The perspective is omniscient: you are the horse driving the buggy, the woman at the fancy ball, the soldier slumped over the cannon.
After Pierre fights his duel with Dolokhov (the second best duel ever filmed, after the one in Barry Lyndon), the camera goes up, up, up to the tree tops, and then crashes down to Earth. The camera movement is perfectly attuned to the psychology of the character and the viewer.
DId Bondarchuk see Douglas Sirk? The colors and the family tensions in part 1 evoke the florid Written on the Wind. Did Terrance Malick see the last 20 minutes of part 1 of this film? There’s so much deep thinking about trees.
Jaw-dropping tacking shots and split screens and how did they get the wolf to emote that way?
The thing of it is that no matter what is happening, we always understand (even when it is not voice-over) exactly what the characters are thinking.
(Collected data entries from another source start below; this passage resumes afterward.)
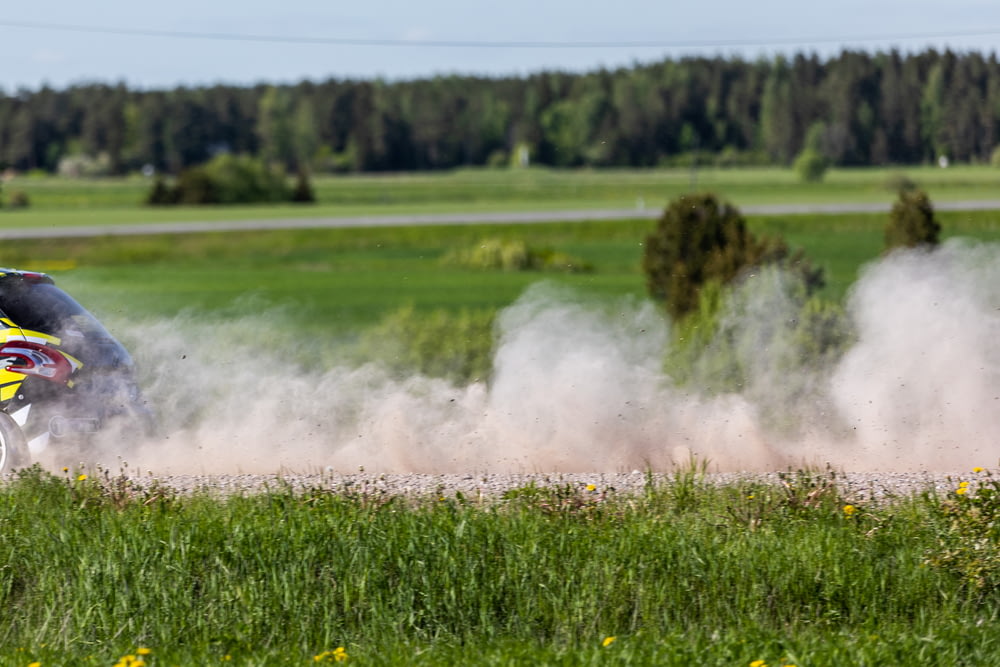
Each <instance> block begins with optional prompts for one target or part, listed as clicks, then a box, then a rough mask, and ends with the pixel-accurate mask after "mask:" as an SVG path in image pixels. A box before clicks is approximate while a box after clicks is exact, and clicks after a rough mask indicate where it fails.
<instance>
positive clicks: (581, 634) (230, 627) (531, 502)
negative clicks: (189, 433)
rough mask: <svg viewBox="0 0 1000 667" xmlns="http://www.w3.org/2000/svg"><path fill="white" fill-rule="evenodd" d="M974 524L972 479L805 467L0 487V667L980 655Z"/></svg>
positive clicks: (989, 648)
mask: <svg viewBox="0 0 1000 667" xmlns="http://www.w3.org/2000/svg"><path fill="white" fill-rule="evenodd" d="M970 480H971V481H970ZM998 508H1000V503H998V498H997V484H996V483H995V481H994V480H993V478H992V477H990V476H989V472H986V471H982V470H977V471H971V470H970V471H969V472H968V475H967V476H965V477H964V479H963V481H959V480H958V479H956V480H954V482H953V484H952V487H951V489H950V490H947V491H946V492H945V493H944V494H942V495H935V494H932V493H924V492H921V491H919V490H915V491H914V492H913V493H912V494H909V495H906V496H901V497H896V498H891V499H881V500H879V499H875V498H871V497H865V496H864V495H859V496H848V495H845V494H844V492H843V490H842V489H841V488H840V487H839V486H838V481H837V479H836V477H835V476H834V475H832V473H817V472H806V471H800V472H795V473H791V472H790V473H788V474H786V475H785V477H784V479H783V480H782V481H781V482H780V483H777V482H770V483H764V482H760V481H754V480H752V479H747V480H745V481H743V482H731V483H728V484H726V485H723V486H718V485H716V484H713V483H712V482H710V481H709V480H707V479H705V478H704V477H702V475H701V473H700V472H699V471H698V470H697V469H693V468H692V469H688V470H682V471H678V472H677V473H675V474H673V475H672V476H669V477H667V478H665V479H659V480H656V479H653V478H652V477H650V478H649V480H648V482H647V485H646V489H645V490H644V491H642V492H640V493H638V494H630V495H624V494H623V495H619V494H617V493H616V491H615V490H614V489H613V488H608V487H599V486H598V485H596V484H579V485H569V484H564V485H558V484H556V485H554V486H552V487H536V486H526V487H520V488H515V489H511V490H510V491H508V492H506V493H505V494H504V495H503V496H502V497H494V498H478V497H477V498H469V497H464V496H462V495H461V494H455V495H449V496H432V497H423V498H401V497H393V496H390V495H386V494H378V493H365V492H362V491H359V490H355V489H354V488H353V487H350V486H349V485H347V484H344V485H343V486H340V485H338V484H337V483H334V482H332V481H331V482H330V483H327V484H320V485H317V487H316V488H313V489H308V490H304V491H302V490H299V491H294V490H292V488H291V487H290V486H289V487H285V486H283V485H280V484H279V485H277V486H275V487H273V488H271V489H270V490H268V491H266V492H261V493H256V494H250V495H235V496H229V497H225V498H220V497H218V496H215V495H213V494H212V492H211V491H210V490H205V491H201V492H196V493H194V494H193V495H184V496H182V495H178V494H177V493H175V492H171V491H170V490H169V489H166V488H163V487H162V486H158V485H157V484H156V483H155V481H152V480H145V479H144V480H141V481H139V482H136V481H134V480H129V479H126V478H122V477H116V476H112V475H104V476H96V477H92V478H89V477H86V476H85V475H83V474H78V473H76V472H75V471H69V472H66V473H64V474H62V475H50V474H46V473H40V472H38V471H34V470H29V471H27V472H25V473H22V474H21V475H19V476H18V477H17V478H16V479H15V480H14V481H12V482H11V483H10V484H8V485H6V486H4V487H3V488H0V525H2V526H3V530H2V532H0V549H2V550H3V554H4V555H3V559H4V567H3V568H0V601H2V603H3V608H4V612H3V617H4V623H3V624H2V627H0V647H2V648H0V661H2V663H3V664H5V665H32V664H34V665H43V666H47V665H112V664H115V665H132V666H133V667H138V664H139V663H141V664H142V665H149V666H154V665H215V664H220V665H254V666H258V665H259V666H263V665H307V664H317V663H322V664H326V663H333V662H346V663H347V664H357V665H403V664H405V665H470V664H476V665H539V664H542V665H566V666H569V665H634V664H644V665H645V664H657V665H691V664H698V665H736V666H741V667H748V666H751V665H753V666H754V667H760V666H761V665H765V664H766V665H769V666H770V665H785V666H789V665H797V666H800V667H805V666H815V667H820V666H831V667H833V666H839V665H845V664H846V665H903V664H921V665H940V666H948V667H951V666H953V665H989V664H996V663H997V661H998V660H1000V639H998V637H1000V624H998V614H1000V604H998V598H997V586H998V585H1000V577H998V571H997V566H998V565H1000V560H998V559H1000V549H998V547H997V542H996V528H995V527H994V526H993V524H992V519H993V518H994V517H996V515H997V510H998Z"/></svg>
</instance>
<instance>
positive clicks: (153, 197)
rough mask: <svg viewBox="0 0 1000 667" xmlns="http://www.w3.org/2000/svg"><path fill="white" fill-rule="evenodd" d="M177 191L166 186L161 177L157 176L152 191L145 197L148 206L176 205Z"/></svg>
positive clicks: (150, 190)
mask: <svg viewBox="0 0 1000 667" xmlns="http://www.w3.org/2000/svg"><path fill="white" fill-rule="evenodd" d="M177 194H178V193H177V190H176V189H175V188H172V187H170V186H169V185H167V182H166V181H165V180H163V177H162V176H157V177H156V180H155V181H154V182H153V189H152V190H150V191H149V194H148V195H146V204H147V205H148V206H167V205H171V204H176V203H177Z"/></svg>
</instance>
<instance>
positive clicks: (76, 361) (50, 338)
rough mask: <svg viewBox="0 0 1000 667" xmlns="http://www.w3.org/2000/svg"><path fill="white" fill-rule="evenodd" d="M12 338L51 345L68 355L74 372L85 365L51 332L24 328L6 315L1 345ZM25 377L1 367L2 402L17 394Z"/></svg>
mask: <svg viewBox="0 0 1000 667" xmlns="http://www.w3.org/2000/svg"><path fill="white" fill-rule="evenodd" d="M10 340H25V341H30V342H32V343H38V344H40V345H46V346H50V347H52V348H53V350H54V351H56V352H58V353H59V354H61V355H62V356H64V357H66V360H67V361H69V363H70V365H71V366H72V367H73V370H74V372H75V371H76V370H78V369H79V368H81V367H82V366H83V362H81V361H80V360H79V359H77V358H76V357H74V356H72V355H70V354H66V353H65V352H63V351H62V350H60V349H58V347H57V346H58V345H59V344H60V343H61V342H62V341H61V340H60V339H59V338H58V337H56V336H50V335H49V334H47V333H42V332H41V331H32V330H31V329H22V328H21V327H19V326H17V325H16V324H14V323H13V322H12V321H10V320H9V319H7V318H6V317H0V345H3V344H4V343H6V342H7V341H10ZM25 377H27V376H25V375H24V374H22V373H18V372H16V371H11V370H7V369H6V368H0V403H4V402H6V401H9V400H10V399H12V398H14V396H16V395H17V390H18V388H19V387H20V386H21V383H22V382H24V378H25ZM66 384H67V386H69V387H72V386H73V381H72V380H70V381H69V382H67V383H66Z"/></svg>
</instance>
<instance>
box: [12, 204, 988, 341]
mask: <svg viewBox="0 0 1000 667" xmlns="http://www.w3.org/2000/svg"><path fill="white" fill-rule="evenodd" d="M939 216H940V218H941V220H942V223H943V226H944V233H945V236H968V237H971V238H976V239H981V240H996V239H998V238H1000V212H961V213H959V212H946V213H941V214H939ZM885 219H886V216H884V215H880V214H851V215H845V216H836V215H809V216H766V217H752V218H750V225H751V228H752V229H753V230H755V231H756V232H757V233H759V234H770V235H781V236H782V237H784V238H785V239H786V240H787V241H788V242H789V244H790V245H792V246H793V247H801V248H804V249H805V251H806V253H807V254H808V256H809V257H810V258H811V259H812V260H813V261H814V262H816V263H817V264H819V265H820V266H822V267H824V269H825V271H826V277H827V282H828V286H827V288H826V291H825V294H826V295H827V296H828V297H829V298H832V299H840V298H842V297H843V296H844V295H845V294H846V293H847V290H848V289H849V287H850V285H851V284H852V283H853V282H854V281H855V279H856V278H857V275H858V271H859V269H860V268H861V267H862V266H863V265H864V264H865V263H867V262H870V261H872V260H874V259H876V258H877V257H878V256H879V253H880V252H881V249H882V233H883V226H884V224H885ZM653 226H654V223H653V222H652V221H648V220H638V221H637V220H622V221H607V222H581V223H558V224H555V223H552V224H548V223H547V224H539V225H530V226H525V225H469V226H449V227H410V228H376V229H347V230H306V231H295V232H289V231H274V232H240V233H230V234H190V235H180V236H152V237H133V238H98V239H74V240H47V241H13V240H11V241H5V242H4V244H3V247H2V248H0V262H2V263H3V264H6V265H13V266H20V267H24V268H35V269H42V270H46V269H49V268H50V267H53V266H54V267H56V268H57V269H58V268H59V267H60V266H62V264H61V263H62V262H65V261H67V260H68V261H70V262H72V263H73V265H74V266H75V267H76V268H74V269H73V270H71V271H59V270H56V271H53V273H54V274H55V275H56V276H57V278H59V279H60V281H64V282H65V284H66V285H67V286H68V287H69V288H70V289H71V291H73V292H74V293H78V294H79V295H80V299H81V300H82V301H83V302H84V303H86V304H89V305H91V306H93V307H94V308H95V309H96V310H98V311H103V312H131V313H134V314H136V315H149V316H169V315H171V314H175V313H177V312H178V311H181V310H184V309H195V310H204V311H210V310H215V309H218V308H223V307H226V306H228V305H231V304H232V303H233V301H234V300H236V299H238V298H240V297H242V296H246V295H254V296H256V297H257V298H258V299H260V301H261V302H262V303H263V304H268V305H286V306H290V307H292V309H293V311H294V312H295V313H297V314H298V315H300V316H301V319H302V321H303V322H306V323H309V325H310V326H314V327H316V328H318V329H322V330H327V331H337V332H343V331H345V330H351V329H355V328H357V327H362V326H365V325H369V324H372V323H374V322H376V321H377V320H378V319H379V318H380V317H381V316H382V314H384V313H385V312H387V311H391V310H393V309H395V308H399V307H401V306H404V305H407V304H412V305H414V306H415V307H416V308H417V309H419V310H433V309H437V308H443V309H446V310H451V311H456V310H461V309H463V308H466V309H480V308H486V309H495V308H500V307H503V306H505V305H508V304H509V303H511V302H512V301H513V300H514V299H515V298H516V297H517V296H518V294H520V293H521V292H522V291H523V290H524V289H525V287H527V286H528V285H529V284H531V283H533V282H536V281H538V280H554V281H557V282H560V283H564V284H567V285H570V286H573V287H575V288H578V289H580V290H581V291H585V292H592V293H595V294H601V295H608V296H617V295H635V296H642V295H644V293H645V286H644V282H643V277H642V275H641V271H640V266H639V264H640V259H641V250H642V249H641V245H640V244H641V243H642V241H643V240H644V238H645V236H646V235H647V234H648V233H649V232H650V231H651V230H652V229H653ZM486 238H511V239H523V240H525V241H527V242H528V243H529V244H531V245H534V246H539V247H553V248H556V249H558V250H560V251H563V252H566V253H569V254H571V255H574V256H578V257H580V258H582V259H584V260H586V261H587V262H590V263H591V264H593V265H594V267H595V270H594V271H593V272H592V273H585V274H549V273H537V272H506V273H505V272H484V271H475V270H470V269H463V268H461V267H454V266H446V265H444V264H442V262H441V261H440V260H441V258H442V257H443V256H444V255H445V254H446V253H447V252H448V251H449V250H451V249H454V248H456V247H466V246H471V245H474V244H476V243H477V242H479V241H481V240H482V239H486Z"/></svg>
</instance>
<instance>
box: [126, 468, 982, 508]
mask: <svg viewBox="0 0 1000 667" xmlns="http://www.w3.org/2000/svg"><path fill="white" fill-rule="evenodd" d="M815 476H816V477H821V478H823V479H826V478H828V476H829V474H828V473H825V472H820V473H816V474H815ZM651 477H652V479H653V480H655V481H656V482H669V481H670V480H671V479H673V475H670V474H653V475H652V476H651ZM974 478H975V475H973V474H972V473H971V472H967V473H966V472H962V473H953V474H951V475H949V474H946V473H939V472H934V473H930V472H925V473H881V472H879V473H872V472H866V473H837V474H836V478H835V482H836V483H837V485H838V487H839V488H840V489H841V491H842V493H843V494H844V496H845V498H848V499H851V500H855V501H857V502H864V501H872V500H875V501H877V500H882V499H885V498H890V497H893V496H900V495H909V494H911V493H916V492H920V491H923V490H933V491H935V492H938V493H943V492H947V491H949V490H951V489H954V488H956V487H957V485H958V481H959V480H960V479H968V480H974ZM131 479H132V480H133V481H134V482H135V484H137V485H138V486H140V487H148V486H150V485H152V484H153V483H154V482H155V483H156V484H158V485H161V486H164V487H168V488H171V489H174V490H176V491H179V492H182V493H189V492H194V491H207V492H210V493H223V494H227V493H242V494H248V493H256V492H260V491H266V490H268V489H281V488H289V487H290V488H292V489H295V490H298V491H305V490H310V489H323V490H329V491H335V492H341V493H345V494H365V495H374V496H396V495H405V496H410V497H417V498H428V497H454V496H455V494H456V493H459V492H460V493H462V494H463V495H464V496H465V497H467V498H470V499H479V498H484V499H488V498H497V497H499V496H500V495H501V494H503V493H504V492H505V491H507V490H509V489H515V488H518V487H525V486H528V485H535V486H539V487H557V486H558V487H563V486H566V485H569V486H571V487H576V488H579V489H581V490H585V489H587V487H588V485H591V484H592V485H594V490H595V491H597V492H609V493H614V494H616V495H622V494H630V493H638V492H641V491H642V490H643V489H644V488H645V486H646V484H647V480H648V479H649V476H647V474H646V473H643V472H640V471H633V472H630V473H553V474H545V473H532V474H507V473H503V474H501V473H490V474H448V475H421V474H375V473H354V474H337V473H325V474H315V475H300V474H288V475H167V476H156V475H152V474H149V475H141V476H135V477H133V478H131ZM704 479H705V481H706V482H709V483H716V484H733V483H741V482H744V483H746V482H752V481H759V482H767V483H772V484H780V483H781V479H780V477H779V474H778V473H766V474H761V473H717V474H708V475H706V476H705V478H704Z"/></svg>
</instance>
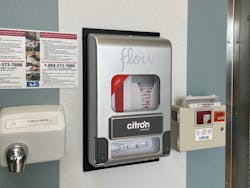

The camera really exploits our empathy for the characters, for nature, for humanity…
I knew nothing about this movie. It’s not comparable to another movie (i.e. some Hollywood epic). There will never be another movie like it. I really recommend it.
I’m watching it in hour-ish chunks. If I can watch three seasons of Westworld, I can certainly watch 8-hours of this masterpiece. Confusingly, “part 1” ends 3/4 of the way through “film 1”. Whatevs.
The people at Janus Films are incredible.
Nefertiti-necked actress Lyudmila Saveleva plays Natasha Rostova. I read, I think in the Criterion notes (?), that she wasn’t considered much of an actress; more of a dancer. No way! She is perfect as Natasha. Impetuous but not dumb; naive by circumstance; all of her wrong moves are completely explicable and you feel the force of her emotion (which has a teenage seriousness that can’t be reasoned with).